On the first anniversary of the Charlie Hebdo terror attack in Paris that left 17 people dead, US Secretary of State John Kerry said the legacy of the victims endures as a challenge and inspiration to all.
“On the one-year anniversary of the January 7-9, 2015, attacks that took the lives of 17 people, we honour the victims of this tragedy and share the sadness of their loss,” Kerry said in a statement.
“Their legacy endures as a challenge and inspiration to all of us.

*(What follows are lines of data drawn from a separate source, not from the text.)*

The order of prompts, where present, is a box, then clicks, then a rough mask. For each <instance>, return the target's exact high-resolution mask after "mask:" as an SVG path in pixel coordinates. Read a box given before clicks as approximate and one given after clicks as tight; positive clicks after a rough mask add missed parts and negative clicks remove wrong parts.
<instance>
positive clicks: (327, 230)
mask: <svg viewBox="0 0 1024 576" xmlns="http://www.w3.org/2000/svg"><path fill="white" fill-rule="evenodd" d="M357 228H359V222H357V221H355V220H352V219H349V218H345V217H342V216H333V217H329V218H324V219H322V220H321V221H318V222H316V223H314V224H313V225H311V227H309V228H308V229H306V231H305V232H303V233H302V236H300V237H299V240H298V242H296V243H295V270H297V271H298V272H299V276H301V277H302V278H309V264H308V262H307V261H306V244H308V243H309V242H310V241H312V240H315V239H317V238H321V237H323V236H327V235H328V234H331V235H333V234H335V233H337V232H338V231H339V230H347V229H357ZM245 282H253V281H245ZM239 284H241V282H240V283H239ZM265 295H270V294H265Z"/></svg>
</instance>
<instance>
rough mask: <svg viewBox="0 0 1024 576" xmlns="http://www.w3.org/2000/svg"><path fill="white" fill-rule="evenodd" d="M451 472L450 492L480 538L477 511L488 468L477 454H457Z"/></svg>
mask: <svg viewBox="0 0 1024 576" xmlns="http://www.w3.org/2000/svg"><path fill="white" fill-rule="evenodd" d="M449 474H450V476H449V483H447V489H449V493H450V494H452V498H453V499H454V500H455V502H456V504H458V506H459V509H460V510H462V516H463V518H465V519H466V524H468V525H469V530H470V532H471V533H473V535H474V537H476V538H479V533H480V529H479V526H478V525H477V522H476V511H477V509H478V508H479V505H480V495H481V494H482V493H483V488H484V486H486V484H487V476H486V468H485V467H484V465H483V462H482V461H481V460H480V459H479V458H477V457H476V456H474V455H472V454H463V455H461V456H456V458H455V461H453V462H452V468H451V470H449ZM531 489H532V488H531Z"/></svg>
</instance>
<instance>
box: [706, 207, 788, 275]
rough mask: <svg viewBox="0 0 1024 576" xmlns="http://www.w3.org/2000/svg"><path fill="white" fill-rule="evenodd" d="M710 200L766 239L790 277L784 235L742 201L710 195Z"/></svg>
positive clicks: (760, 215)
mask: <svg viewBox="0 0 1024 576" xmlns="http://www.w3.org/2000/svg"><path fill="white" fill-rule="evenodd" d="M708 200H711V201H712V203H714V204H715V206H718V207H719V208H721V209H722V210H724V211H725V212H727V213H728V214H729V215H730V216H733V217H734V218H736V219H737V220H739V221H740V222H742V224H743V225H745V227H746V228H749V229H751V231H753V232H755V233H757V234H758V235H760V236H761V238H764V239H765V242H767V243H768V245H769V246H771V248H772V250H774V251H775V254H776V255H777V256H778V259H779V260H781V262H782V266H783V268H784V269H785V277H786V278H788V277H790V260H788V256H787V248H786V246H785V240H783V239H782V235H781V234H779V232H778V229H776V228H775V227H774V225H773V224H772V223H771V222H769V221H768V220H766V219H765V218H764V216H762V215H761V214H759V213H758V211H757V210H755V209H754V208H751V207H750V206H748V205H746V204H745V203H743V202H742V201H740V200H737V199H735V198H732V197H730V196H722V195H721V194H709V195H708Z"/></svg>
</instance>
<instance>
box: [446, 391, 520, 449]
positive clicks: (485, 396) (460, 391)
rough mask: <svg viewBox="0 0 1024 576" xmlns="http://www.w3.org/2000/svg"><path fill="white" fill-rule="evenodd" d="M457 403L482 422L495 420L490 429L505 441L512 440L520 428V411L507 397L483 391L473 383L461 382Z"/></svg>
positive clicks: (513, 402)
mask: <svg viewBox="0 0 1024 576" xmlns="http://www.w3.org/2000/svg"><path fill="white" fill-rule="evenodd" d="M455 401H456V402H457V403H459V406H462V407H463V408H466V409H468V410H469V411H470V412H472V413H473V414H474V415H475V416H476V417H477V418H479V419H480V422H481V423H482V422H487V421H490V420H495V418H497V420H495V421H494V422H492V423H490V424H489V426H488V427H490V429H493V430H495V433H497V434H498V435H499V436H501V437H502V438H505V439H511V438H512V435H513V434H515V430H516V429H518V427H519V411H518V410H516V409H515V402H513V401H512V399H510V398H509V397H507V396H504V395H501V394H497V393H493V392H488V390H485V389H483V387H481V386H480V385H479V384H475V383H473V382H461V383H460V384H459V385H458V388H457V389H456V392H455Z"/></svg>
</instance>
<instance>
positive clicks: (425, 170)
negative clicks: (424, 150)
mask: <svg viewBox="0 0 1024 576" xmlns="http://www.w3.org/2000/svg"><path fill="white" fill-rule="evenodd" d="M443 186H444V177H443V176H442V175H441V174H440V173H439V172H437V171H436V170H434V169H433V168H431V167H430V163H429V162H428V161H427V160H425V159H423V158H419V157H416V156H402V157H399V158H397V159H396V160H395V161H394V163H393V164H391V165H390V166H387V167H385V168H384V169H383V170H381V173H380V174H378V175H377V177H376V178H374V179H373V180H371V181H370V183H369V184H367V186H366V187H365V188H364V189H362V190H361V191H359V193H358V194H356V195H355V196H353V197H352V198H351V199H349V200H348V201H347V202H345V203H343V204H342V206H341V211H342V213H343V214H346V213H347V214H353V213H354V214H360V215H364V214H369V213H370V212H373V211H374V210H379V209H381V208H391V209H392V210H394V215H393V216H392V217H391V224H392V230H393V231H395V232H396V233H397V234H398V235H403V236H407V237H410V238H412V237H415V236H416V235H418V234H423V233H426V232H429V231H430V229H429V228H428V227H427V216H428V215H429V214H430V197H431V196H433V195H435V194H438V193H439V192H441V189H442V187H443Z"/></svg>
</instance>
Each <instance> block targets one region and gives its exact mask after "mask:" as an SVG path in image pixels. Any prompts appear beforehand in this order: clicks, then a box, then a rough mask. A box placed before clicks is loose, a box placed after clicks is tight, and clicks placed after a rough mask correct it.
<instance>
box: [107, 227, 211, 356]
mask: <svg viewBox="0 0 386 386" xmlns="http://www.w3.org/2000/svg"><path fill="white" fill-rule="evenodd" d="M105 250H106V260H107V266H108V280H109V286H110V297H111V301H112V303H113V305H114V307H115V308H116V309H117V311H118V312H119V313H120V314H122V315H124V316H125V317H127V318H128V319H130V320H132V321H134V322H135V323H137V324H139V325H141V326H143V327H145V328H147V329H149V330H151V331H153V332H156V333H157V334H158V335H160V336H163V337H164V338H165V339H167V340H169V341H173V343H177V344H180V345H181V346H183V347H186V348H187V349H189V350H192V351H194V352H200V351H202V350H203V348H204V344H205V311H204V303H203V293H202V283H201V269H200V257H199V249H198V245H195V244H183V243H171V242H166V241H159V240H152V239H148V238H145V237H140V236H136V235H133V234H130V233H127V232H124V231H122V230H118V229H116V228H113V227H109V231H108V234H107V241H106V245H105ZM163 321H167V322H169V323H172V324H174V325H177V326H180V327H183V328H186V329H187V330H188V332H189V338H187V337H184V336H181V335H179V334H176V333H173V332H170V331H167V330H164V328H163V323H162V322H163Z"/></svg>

Charlie Hebdo continues to publish, and journalists around the world continue in their essential mission to tell the stories that people everywhere need to hear,” he said.
Kerry said the attacks which were intended to sow fear and division instead brought people together, adding that the US and France would always stand together to tackle the most daunting challenges.
“We must remain committed to protect each other and renew our determination to turn this moment of profound loss into a lasting commitment,” Kerry said
“No country knows better than France that freedom has a price, and that no rationale can justify attacks on innocent men, women, and children,” he added.
The White House said the US stands shoulder to shoulder with the people of France as they confront the terror threat to their nation.
“It is certainly a sad thing to remember, but it is also a way to remember the resolve that the French people have shown through a difficult year. It certainly is an opportunity
to remember, once again, that France is the oldest ally of the United States,” White House Press Secretary Josh Earnest said.
“The French people can know that the American people and its government is standing right there with them,” he said.